Impact of Shoaling Wind Waves on Drag Coefficient in Finite Depth

Tetsu Hara, Xuanyu Chen and Isaac Ginis, University of Rhode Island, Graduate School of Oceanography, Narragansett, RI, United States
Understanding of the drag coefficient (Cd) in finite depth is important for coastal ocean modeling. This study investigates the impact of shoaling wind waves on drag coefficient using numerical modeling. The WAVEWATCH III (WW3) model with shallow water physics is used to simulate shoaling of fetch-dependent wind waves on a sloped bottom under idealized steady uniform wind. Experimental wind speed spans from 5m/s to 50m/s and the bottom slope is varied from 1:200 to 1:2000. The resolved part of the WW3 spectrum is combined with an empirical spectral tail to compute the sea-state dependent Cd using two existing methods.
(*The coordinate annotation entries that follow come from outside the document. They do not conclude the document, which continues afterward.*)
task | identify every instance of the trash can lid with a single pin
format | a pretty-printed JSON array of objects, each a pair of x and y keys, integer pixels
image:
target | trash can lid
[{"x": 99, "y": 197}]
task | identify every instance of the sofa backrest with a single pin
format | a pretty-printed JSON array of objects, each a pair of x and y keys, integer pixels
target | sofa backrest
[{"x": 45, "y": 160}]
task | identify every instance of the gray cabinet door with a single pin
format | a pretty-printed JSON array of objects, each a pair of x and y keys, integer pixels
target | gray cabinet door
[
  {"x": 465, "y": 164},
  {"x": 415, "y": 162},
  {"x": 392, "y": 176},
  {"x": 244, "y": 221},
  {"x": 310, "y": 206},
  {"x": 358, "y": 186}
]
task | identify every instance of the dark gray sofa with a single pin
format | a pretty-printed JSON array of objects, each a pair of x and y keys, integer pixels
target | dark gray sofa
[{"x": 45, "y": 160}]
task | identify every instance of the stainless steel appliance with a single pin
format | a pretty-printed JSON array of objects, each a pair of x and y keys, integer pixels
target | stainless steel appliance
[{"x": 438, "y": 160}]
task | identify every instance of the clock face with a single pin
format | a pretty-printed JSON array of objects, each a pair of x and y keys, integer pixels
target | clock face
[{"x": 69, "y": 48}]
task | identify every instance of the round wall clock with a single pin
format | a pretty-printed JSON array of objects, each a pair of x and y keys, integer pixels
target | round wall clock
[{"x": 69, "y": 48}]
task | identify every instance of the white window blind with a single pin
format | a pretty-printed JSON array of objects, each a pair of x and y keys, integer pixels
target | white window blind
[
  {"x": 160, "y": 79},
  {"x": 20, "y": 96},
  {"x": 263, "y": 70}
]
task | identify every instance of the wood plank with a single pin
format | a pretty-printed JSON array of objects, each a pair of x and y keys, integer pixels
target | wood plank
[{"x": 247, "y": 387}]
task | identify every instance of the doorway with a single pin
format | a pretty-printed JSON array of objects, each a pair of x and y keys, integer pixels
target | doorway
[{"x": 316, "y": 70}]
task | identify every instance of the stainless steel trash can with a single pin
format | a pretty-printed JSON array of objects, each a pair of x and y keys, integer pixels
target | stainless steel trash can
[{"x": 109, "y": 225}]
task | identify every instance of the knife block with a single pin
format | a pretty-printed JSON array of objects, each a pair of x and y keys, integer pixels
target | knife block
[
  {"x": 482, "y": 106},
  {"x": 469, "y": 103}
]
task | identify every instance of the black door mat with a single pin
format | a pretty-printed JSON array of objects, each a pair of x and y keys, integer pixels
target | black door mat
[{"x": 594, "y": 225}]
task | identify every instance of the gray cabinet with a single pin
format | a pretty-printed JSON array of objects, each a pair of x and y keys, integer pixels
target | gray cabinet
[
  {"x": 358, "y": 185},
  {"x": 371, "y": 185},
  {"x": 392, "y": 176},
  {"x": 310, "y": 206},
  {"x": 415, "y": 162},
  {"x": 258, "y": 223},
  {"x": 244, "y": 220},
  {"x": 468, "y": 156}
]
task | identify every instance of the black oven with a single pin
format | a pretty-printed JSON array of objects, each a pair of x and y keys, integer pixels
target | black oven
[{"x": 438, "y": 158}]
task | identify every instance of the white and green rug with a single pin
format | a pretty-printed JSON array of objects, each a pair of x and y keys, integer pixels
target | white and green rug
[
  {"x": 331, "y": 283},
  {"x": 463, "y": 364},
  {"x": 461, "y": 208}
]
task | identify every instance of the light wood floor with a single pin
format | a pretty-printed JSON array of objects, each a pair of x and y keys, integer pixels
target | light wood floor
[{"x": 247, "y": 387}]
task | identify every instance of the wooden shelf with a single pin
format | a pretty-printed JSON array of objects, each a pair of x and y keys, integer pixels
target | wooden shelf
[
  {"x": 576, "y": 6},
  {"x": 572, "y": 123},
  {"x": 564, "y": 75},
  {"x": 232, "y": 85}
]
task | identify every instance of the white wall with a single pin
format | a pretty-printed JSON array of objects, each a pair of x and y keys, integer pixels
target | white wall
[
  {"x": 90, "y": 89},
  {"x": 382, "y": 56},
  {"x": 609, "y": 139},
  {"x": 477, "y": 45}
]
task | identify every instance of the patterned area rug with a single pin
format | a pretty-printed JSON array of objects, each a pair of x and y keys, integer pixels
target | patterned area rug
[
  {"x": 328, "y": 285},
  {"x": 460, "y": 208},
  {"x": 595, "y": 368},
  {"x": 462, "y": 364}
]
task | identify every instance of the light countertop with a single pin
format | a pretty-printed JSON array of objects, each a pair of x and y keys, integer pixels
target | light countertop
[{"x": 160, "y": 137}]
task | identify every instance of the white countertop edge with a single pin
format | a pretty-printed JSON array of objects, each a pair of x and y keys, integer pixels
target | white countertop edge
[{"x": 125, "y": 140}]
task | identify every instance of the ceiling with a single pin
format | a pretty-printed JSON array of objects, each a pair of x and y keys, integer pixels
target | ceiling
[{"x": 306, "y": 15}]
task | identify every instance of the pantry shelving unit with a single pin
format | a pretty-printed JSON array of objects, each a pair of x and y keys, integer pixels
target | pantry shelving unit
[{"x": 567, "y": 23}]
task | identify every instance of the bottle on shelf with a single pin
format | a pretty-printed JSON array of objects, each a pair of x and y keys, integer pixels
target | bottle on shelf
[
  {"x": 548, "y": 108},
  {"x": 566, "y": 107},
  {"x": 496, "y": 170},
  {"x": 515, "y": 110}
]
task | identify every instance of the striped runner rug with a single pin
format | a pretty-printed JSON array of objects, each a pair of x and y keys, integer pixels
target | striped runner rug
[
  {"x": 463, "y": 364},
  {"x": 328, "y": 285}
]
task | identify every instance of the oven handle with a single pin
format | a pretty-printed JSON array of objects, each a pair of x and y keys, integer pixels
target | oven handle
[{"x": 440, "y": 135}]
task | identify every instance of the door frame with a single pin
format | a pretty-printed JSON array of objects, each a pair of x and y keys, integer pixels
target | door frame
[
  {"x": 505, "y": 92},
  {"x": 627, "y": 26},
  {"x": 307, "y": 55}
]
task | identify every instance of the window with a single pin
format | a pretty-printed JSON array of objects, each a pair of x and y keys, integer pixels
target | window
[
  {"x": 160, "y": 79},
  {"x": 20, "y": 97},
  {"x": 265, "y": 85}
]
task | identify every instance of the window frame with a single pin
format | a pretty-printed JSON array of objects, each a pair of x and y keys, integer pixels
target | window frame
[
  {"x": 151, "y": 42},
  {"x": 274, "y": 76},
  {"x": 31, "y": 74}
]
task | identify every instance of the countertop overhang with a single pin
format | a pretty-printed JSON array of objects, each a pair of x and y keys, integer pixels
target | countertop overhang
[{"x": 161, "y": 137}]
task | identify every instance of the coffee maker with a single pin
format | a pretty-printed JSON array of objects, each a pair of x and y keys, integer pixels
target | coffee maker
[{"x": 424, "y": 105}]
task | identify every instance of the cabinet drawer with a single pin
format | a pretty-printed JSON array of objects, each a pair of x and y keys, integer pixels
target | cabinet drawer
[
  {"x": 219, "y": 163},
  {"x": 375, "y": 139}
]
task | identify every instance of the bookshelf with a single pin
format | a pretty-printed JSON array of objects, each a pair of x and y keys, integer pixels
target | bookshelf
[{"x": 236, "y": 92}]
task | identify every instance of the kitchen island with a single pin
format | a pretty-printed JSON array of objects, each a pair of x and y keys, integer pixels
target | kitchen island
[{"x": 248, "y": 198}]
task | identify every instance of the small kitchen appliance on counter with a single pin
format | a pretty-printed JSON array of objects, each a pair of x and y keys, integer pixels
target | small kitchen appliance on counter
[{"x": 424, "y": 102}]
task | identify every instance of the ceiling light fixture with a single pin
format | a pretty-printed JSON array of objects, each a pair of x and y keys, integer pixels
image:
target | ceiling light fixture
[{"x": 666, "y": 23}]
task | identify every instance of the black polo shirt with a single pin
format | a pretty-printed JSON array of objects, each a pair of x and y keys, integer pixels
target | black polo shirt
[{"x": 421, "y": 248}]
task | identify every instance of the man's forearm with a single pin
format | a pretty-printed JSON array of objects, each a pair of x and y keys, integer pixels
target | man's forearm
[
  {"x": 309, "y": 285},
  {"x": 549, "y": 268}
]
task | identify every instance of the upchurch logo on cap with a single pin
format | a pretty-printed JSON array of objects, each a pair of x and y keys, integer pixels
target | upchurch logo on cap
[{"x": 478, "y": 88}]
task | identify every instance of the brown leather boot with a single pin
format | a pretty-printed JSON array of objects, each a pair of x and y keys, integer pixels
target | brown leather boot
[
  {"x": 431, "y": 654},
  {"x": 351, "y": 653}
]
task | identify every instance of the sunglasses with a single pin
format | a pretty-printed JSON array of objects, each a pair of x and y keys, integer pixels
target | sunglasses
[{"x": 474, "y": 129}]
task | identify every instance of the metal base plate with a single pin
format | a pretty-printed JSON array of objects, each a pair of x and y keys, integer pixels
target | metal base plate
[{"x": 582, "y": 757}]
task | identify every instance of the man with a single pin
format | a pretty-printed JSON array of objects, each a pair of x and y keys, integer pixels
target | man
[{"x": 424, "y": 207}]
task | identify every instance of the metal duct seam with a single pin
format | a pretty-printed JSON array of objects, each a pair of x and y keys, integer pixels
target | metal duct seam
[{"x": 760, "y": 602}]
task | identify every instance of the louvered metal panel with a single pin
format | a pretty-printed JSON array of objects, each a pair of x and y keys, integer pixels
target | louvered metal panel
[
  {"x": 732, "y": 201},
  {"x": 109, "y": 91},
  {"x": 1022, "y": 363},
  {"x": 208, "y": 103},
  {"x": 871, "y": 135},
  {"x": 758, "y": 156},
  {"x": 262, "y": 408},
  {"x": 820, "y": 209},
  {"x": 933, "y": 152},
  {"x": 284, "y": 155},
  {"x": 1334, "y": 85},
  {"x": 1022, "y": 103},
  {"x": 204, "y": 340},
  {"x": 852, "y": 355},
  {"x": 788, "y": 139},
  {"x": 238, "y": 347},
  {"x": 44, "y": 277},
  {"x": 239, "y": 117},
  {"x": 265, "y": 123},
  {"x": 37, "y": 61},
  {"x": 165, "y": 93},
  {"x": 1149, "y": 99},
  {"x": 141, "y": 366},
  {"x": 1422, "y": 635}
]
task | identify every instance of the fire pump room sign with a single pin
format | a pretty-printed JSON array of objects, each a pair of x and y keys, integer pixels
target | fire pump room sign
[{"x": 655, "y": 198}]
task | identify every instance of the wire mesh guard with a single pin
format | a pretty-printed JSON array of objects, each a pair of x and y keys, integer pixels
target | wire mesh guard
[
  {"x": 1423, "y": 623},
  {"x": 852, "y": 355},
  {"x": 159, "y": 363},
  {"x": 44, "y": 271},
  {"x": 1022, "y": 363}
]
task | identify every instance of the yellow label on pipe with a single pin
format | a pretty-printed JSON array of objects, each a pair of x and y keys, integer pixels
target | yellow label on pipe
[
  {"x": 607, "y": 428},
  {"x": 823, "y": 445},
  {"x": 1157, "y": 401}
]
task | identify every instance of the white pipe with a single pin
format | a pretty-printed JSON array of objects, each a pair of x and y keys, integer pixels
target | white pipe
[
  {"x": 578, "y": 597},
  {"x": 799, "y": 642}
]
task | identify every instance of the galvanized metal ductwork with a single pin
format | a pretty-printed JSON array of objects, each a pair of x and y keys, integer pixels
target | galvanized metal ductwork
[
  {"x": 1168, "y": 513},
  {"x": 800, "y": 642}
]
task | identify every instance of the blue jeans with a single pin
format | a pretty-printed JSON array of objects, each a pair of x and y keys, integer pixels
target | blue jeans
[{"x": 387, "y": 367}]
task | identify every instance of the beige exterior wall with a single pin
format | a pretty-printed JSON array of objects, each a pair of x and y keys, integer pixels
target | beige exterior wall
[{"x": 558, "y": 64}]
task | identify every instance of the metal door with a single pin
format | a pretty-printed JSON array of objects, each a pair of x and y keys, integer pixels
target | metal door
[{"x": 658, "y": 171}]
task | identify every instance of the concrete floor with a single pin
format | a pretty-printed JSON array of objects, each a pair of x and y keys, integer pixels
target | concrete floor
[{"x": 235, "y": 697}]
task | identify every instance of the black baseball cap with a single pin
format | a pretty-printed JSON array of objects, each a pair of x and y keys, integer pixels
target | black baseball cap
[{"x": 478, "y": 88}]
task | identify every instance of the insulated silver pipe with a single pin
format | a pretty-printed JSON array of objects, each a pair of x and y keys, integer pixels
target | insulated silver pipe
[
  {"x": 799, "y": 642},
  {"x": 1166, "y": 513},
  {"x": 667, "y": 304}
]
Our results show that as water depth decreases, drag coefficient increases gradually to a peak value and then rapidly reduces compared to its deep-water counterpart. The maximum Cd value occurs approximately when depth-induced breaking starts to be significant. The magnitude of maximum Cd enhancement is as large as 30% and is sensitive to the bottom slope, with larger Cd enhancement on a steeper bottom slope. This Cd enhancement is mainly due to the reduction of wave phase speed in a finite depth. Our results also suggest significantly larger variability of Cd at a given wind speed in finite depth waters due to shoaling wind waves.